Lack of Strategy: The Largest Obstacle to Improving Customer Experience

Forrester Research, a provider of proprietary research and consulting, noted in its 2010 The State of Customer Experience report that a lack of strategy has become the greatest obstacle to an effective customer service experience. 53% of respondents found a lack of clear customer experience strategy as a significant obstacle while only 43% found a lack of budget an obstacle. Compared to last year, funding has become a less significant problem. 

What’s happening with customer experience strategy?

Shifting Priorities

In the same Forrester Research report, 90% of North American companies with annual revenues of more than $500 million thought the customer experience was very important or critical to their company’s strategy. That’s huge. Businesses are taking notice of the ability for customer experience to drive profits. In fact, 85% of consumers will pay more to a company that gives them better customer service according to the Harris Interactive Customer Experience Impact Report, 2010.

It’s no surprise then that Forrester found that 80% of the executive teams they surveyed wanted to differentiate themselves with customer experience.

New Kids on the Block

One major problem with formulating strategy is the lack of experience and maturity in customer experience management. Forrester found a majority of the executive team respondents did not agree with many of the basic statements representing key competencies for Experience-Based Differentiation. Only 49% of the companies had an executive in place to lead customer experience improvement across the company, and of these, only 36% had been in the role for more than 6 months. Companies are making the effort to improve their customer service, but are still quite immature in their implementations. Over time, it is likely greater coordination across the organization and better management processes will develop as companies become more experienced.

The Importance of Leadership

Companies need leaders in order to succeed.
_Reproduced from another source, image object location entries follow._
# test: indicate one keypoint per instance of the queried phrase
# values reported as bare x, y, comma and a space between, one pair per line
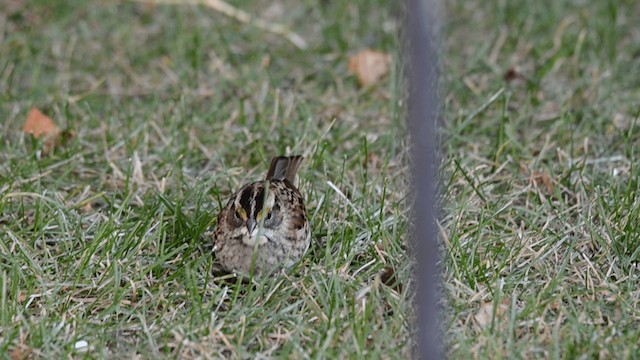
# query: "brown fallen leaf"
41, 126
370, 66
511, 74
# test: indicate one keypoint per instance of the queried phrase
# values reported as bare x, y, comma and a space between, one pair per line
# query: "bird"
263, 227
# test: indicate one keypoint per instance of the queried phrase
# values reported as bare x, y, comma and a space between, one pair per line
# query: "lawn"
105, 243
540, 185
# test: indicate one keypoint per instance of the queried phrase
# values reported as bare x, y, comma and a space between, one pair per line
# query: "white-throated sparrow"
264, 224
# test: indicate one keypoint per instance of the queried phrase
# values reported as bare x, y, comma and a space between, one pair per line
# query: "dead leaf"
370, 66
41, 126
511, 74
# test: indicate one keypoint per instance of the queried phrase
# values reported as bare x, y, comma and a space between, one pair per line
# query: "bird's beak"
251, 224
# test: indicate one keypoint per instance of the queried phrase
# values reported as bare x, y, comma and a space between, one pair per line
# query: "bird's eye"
239, 214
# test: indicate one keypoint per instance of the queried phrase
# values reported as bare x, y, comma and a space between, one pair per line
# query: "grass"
106, 240
105, 248
540, 181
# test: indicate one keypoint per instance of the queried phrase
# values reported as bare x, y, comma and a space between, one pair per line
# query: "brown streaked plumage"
264, 223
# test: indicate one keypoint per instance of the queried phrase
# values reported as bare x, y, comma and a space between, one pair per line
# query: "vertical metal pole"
423, 108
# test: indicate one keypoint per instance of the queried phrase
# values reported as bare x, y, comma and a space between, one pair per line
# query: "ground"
105, 244
539, 179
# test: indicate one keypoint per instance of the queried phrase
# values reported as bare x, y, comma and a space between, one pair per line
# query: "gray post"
423, 108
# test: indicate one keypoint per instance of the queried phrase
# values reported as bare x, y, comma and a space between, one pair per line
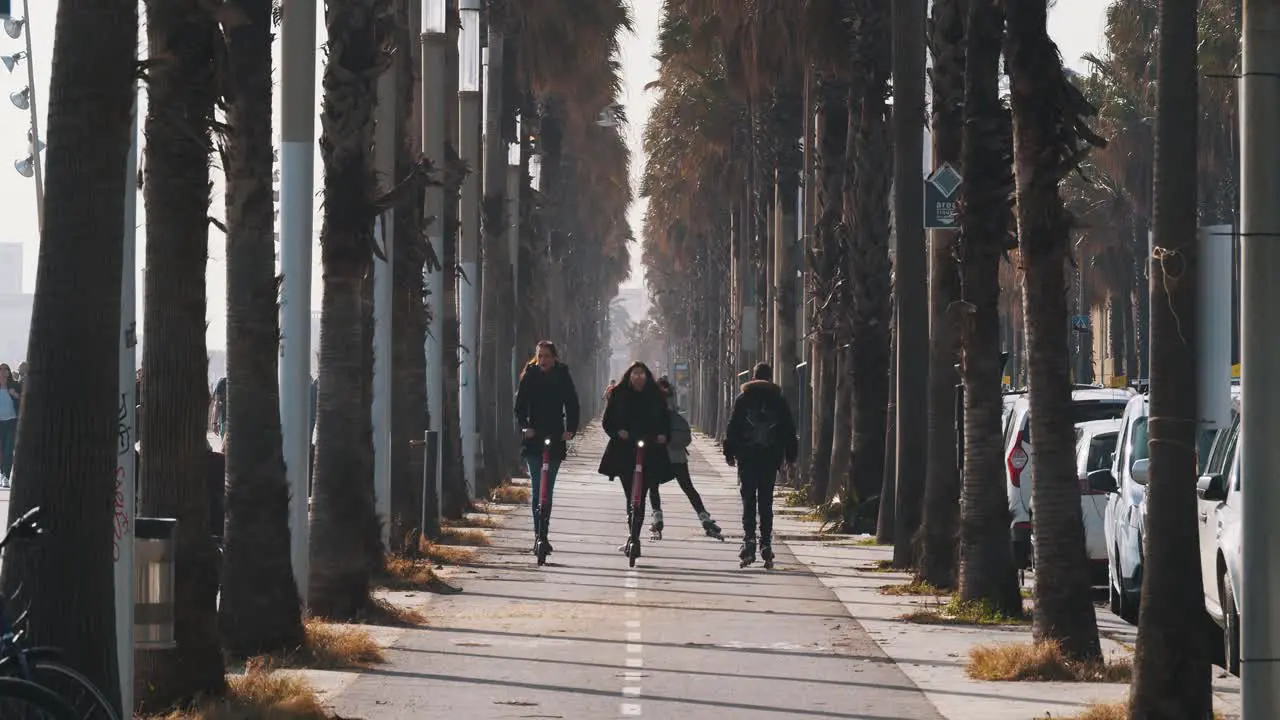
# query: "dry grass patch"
475, 520
1042, 662
511, 495
1112, 711
384, 613
959, 613
259, 695
915, 588
465, 537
Customer experience is no different. Forrester found that companies with customer experience leaders were more ambitious, more disciplined, more active, less encumbered, and more mature in regards to customer experience. In more concrete terms:

  • 74% of companies with customer experience leadership had a voice of the customer program vs 48% for leaderless companies
  • 80% of companies with leaders had a companywide program focused on improving customer experience across channels vs 24% for leaderless companies
  • 83% of companies with leaders had a single set of customer feedback scores used across the company vs 42% for leaderless companies

Recommendations

The report makes two major recommendations to help companies improve their customer experience efforts:

  1. Build Customer Journey Maps – Map out the interactions that your customers have with you from their point of view. This will help focus on your company from the outside–from the customer’s perspective.
  2. Build a Strong Voice of the Customer Program – Gather clear feedback from your customers and provide to your employees in a consistent and usable form. Make sure the feedback is directly related to your employees’ actions.